2) These intervention models are all child-centric. A lot of emphasis is laid on understanding the child’s perspective. The child’s interests, likes, dislikes and learning style are all incorporated into the program.
3) The intervention follows the developmental sequence in all areas – cognitive, communication, fine motor and oro-motor. They have a curriculum that can be used to formulate the individualized program for the child.
4) Parent involvement is important and often act as co-therapists or primary therapists.
5) While the therapies acknowledge the importance of different professionals like psychologists, special educators and speech therapists, success of the intervention is contingent to following the specific methodology. All the professionals involved in the intervention program are trained to follow the methodology.
Awareness of different intervention techniques is sadly lacking in our society. No doubt you will find individual therapists equipping themselves with some methodology that they are able to relate to but these are few and far in between. These courses are not readily available in India and when there are workshops, most of them are out of reach of the average therapist. Most will follow whatever they have learnt at their basic university courses which does not impart more than 4-5 hours of instruction on the disorder. This leaves the parent with little choice but to take what they get. In this scenario it becomes especially important for parents to empower themselves in understanding the current therapies available. They need to be actively involved with the child’s therapy and participate in the decision making for goal setting and choice of methodology. Blind reliance on incorporating speech therapy/occupational therapy/behavioural therapy as prescribed by most diagnosing physicians, leads to parents cramming the child’s day with therapies with no regard to the child’s developmental level. The much touted multidisciplinary approach results in the child being pulled and pushed in all directions and the parent poorer in the pocket. This is not to say that these therapies have no role to play in the intervention program. Let us take a brief look at the individual therapies normally suggested by doctors in India.

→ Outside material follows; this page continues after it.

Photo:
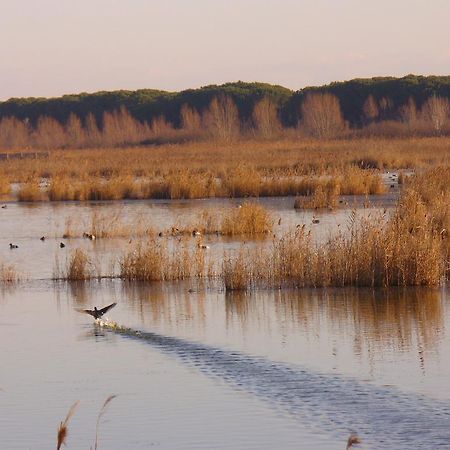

Speech Therapy: Children with ASD may or may not have speech difficulties. What all of them do have is communication and language difficulties. The core deficit in communication is the joint attention difficulties faced by the child with ASD. The speech therapist needs to understand the core deficits of the child with autism and should use one of the autism specific models of therapy. The speech therapist also needs to use a developmentally sequenced curriculum to ensure progress of the child.
Occupational Therapy: Occupational therapy helps take care of some of the sensory and motor planning issues that the child with ASD might face. Again, one needs to remember that most occupational therapists in India do not get more than 4-5 hours of instruction in understanding ASD. They would all benefit from understanding autism specific methodology like ESDM or TEACCH.
Unless the therapists involved with the intervention of the child have an understanding of these autism specific therapies, they will not be as effective as they could be. There are also instances where they end up doing more harm than good. What most professionals fail to understand is that while in the West doctors recommend a multidisciplinary approach to intervention, all those multidisciplinary teams are following some autism specific model, and are not all “doing their own thing” and confusing the child.